The widening that lowered every score

I expected the bigger corpus to help. Post 2 closed on a falsifiable question — as the corpus grows, does the class of papers only one retrieval arm can find grow with it, or stay the singleton I had seen at 500 abstracts? To check, I widened the corpus five times over, held the method fixed, and re-ran the same three arms on the same queries with the same labels. Every score on those queries got worse. One thing did move in the architecture’s favour: the gap a second retrieval stage feeds on.

What I changed

The pilot drew 500 abstracts from a single ADS phrase query. I kept the query, the 2018 year floor, and the embedding, index, and fusion code all identical, and only took a deeper citation-ranked cut: 2,500 abstracts, with the original 500 preserved as a byte-identical subset. The metrics are the ones defined in the first note.

One honest caveat up front: a deeper cut of the same query admits younger, less-cited papers, so corpus size and corpus recency move together here by construction. The 2,000 new abstracts skew hard towards 2024–2026. This experiment isolates the method, not those two axes from each other.

What got worse

On the same 29 queries, with the same gold labels, every arm lost recall and rank. Recall@10 fell from 0.724 to 0.529 for dense, 0.713 to 0.437 for lexical, and 0.690 to 0.592 for hybrid; MRR and Recall@50 fell in step. The proximate mechanism is mechanical: 2,000 more papers push the relevant ones deeper, and a candidate pool fixed at 50 is now 2% of the index rather than 10%.

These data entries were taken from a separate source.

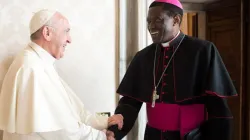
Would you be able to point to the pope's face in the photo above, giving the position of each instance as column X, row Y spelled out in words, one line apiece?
column 60, row 38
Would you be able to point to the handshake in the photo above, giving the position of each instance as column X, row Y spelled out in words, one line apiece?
column 116, row 119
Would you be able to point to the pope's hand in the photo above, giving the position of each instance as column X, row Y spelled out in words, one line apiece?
column 116, row 119
column 110, row 135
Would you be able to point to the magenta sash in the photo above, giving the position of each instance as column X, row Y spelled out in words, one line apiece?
column 174, row 117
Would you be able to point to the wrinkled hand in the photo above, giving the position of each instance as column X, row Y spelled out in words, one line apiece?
column 110, row 135
column 116, row 119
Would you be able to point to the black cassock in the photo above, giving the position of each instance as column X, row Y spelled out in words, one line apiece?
column 192, row 91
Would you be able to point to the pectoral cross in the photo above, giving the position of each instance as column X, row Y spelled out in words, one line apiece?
column 155, row 97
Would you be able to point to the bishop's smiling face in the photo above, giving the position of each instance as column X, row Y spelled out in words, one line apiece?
column 160, row 25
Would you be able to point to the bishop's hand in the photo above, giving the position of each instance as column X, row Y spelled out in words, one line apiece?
column 116, row 119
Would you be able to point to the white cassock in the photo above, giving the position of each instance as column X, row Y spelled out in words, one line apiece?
column 35, row 103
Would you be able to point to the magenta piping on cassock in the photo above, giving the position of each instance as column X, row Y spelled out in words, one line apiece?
column 173, row 117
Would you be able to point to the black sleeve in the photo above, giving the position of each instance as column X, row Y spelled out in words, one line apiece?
column 219, row 123
column 218, row 81
column 129, row 108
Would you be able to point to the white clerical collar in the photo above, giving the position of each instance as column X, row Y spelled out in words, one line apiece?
column 43, row 54
column 166, row 44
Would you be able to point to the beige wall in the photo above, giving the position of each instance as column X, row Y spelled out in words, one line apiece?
column 89, row 63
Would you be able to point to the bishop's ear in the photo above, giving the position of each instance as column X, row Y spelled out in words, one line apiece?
column 47, row 33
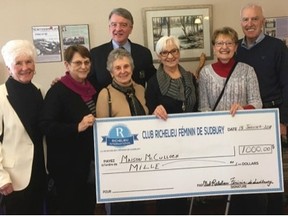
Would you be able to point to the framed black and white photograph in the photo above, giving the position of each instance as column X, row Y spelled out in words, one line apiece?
column 277, row 27
column 74, row 35
column 191, row 24
column 46, row 40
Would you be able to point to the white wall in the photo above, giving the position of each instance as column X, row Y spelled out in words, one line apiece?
column 18, row 16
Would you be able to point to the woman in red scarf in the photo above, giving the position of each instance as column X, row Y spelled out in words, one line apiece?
column 67, row 119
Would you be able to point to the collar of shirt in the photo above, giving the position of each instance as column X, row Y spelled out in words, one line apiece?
column 127, row 46
column 258, row 40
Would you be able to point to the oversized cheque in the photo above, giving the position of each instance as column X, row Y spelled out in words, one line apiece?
column 194, row 154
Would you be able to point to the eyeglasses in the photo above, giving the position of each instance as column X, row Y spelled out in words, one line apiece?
column 122, row 25
column 252, row 19
column 221, row 43
column 173, row 52
column 80, row 63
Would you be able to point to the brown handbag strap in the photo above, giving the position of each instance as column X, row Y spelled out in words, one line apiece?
column 221, row 94
column 109, row 103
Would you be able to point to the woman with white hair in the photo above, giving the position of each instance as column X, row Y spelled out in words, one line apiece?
column 22, row 167
column 171, row 90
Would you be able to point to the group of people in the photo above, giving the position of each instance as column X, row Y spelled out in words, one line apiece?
column 118, row 79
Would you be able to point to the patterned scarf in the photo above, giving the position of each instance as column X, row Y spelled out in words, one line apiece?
column 182, row 89
column 135, row 106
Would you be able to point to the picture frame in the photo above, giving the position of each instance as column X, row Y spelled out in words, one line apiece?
column 277, row 27
column 191, row 24
column 46, row 40
column 74, row 35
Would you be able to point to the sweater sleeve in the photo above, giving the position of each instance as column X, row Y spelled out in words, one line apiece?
column 102, row 106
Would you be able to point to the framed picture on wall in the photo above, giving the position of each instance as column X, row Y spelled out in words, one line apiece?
column 75, row 34
column 46, row 39
column 277, row 27
column 191, row 24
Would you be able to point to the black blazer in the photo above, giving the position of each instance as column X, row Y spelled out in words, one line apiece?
column 143, row 65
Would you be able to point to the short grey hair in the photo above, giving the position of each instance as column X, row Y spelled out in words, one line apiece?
column 118, row 54
column 163, row 41
column 14, row 48
column 123, row 13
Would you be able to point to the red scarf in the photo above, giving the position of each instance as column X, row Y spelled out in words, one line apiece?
column 86, row 90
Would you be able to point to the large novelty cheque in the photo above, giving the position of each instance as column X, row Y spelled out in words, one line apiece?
column 193, row 154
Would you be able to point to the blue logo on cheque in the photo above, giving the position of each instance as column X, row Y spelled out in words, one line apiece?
column 119, row 135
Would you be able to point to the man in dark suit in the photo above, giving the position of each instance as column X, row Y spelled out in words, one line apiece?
column 120, row 27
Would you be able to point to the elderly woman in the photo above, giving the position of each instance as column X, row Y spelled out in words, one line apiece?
column 22, row 168
column 242, row 89
column 241, row 92
column 127, row 97
column 67, row 119
column 171, row 90
column 123, row 97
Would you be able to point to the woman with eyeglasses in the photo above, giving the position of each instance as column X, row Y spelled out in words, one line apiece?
column 67, row 119
column 171, row 90
column 241, row 91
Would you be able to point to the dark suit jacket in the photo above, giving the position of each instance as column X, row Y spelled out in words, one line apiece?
column 143, row 65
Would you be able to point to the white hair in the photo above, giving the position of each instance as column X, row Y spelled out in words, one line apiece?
column 163, row 41
column 14, row 48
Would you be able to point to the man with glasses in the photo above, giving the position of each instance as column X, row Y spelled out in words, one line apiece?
column 269, row 57
column 120, row 27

The arm ordering flips. In the pilot, hybrid had the lowest Recall@10; on the widened corpus it has the highest on every split and degrades least. Lexical collapses hardest — what you would expect when BM25’s OR-of-tokens matching meets five times as many token-matching distractors.

These are honest deltas, because the queries and labels did not change. What I did not do is re-review the gold set for the larger corpus, so these are not the widened corpus’s final recall — only its recall against the pilot’s labels.¹ That relabel is deferred.

What got better

One thing moved the other way. The premium the pooled candidate set holds over dense alone — the recall a reranker would gain from seeing both arms rather than one — grew from +0.069 to +0.172 at Recall@50. In absolute terms the union barely moved, from 0.966 to 0.948, while each single arm fell much further, towards ~0.78–0.81. The class of papers only one arm catches grew from 5 to 15, in both directions.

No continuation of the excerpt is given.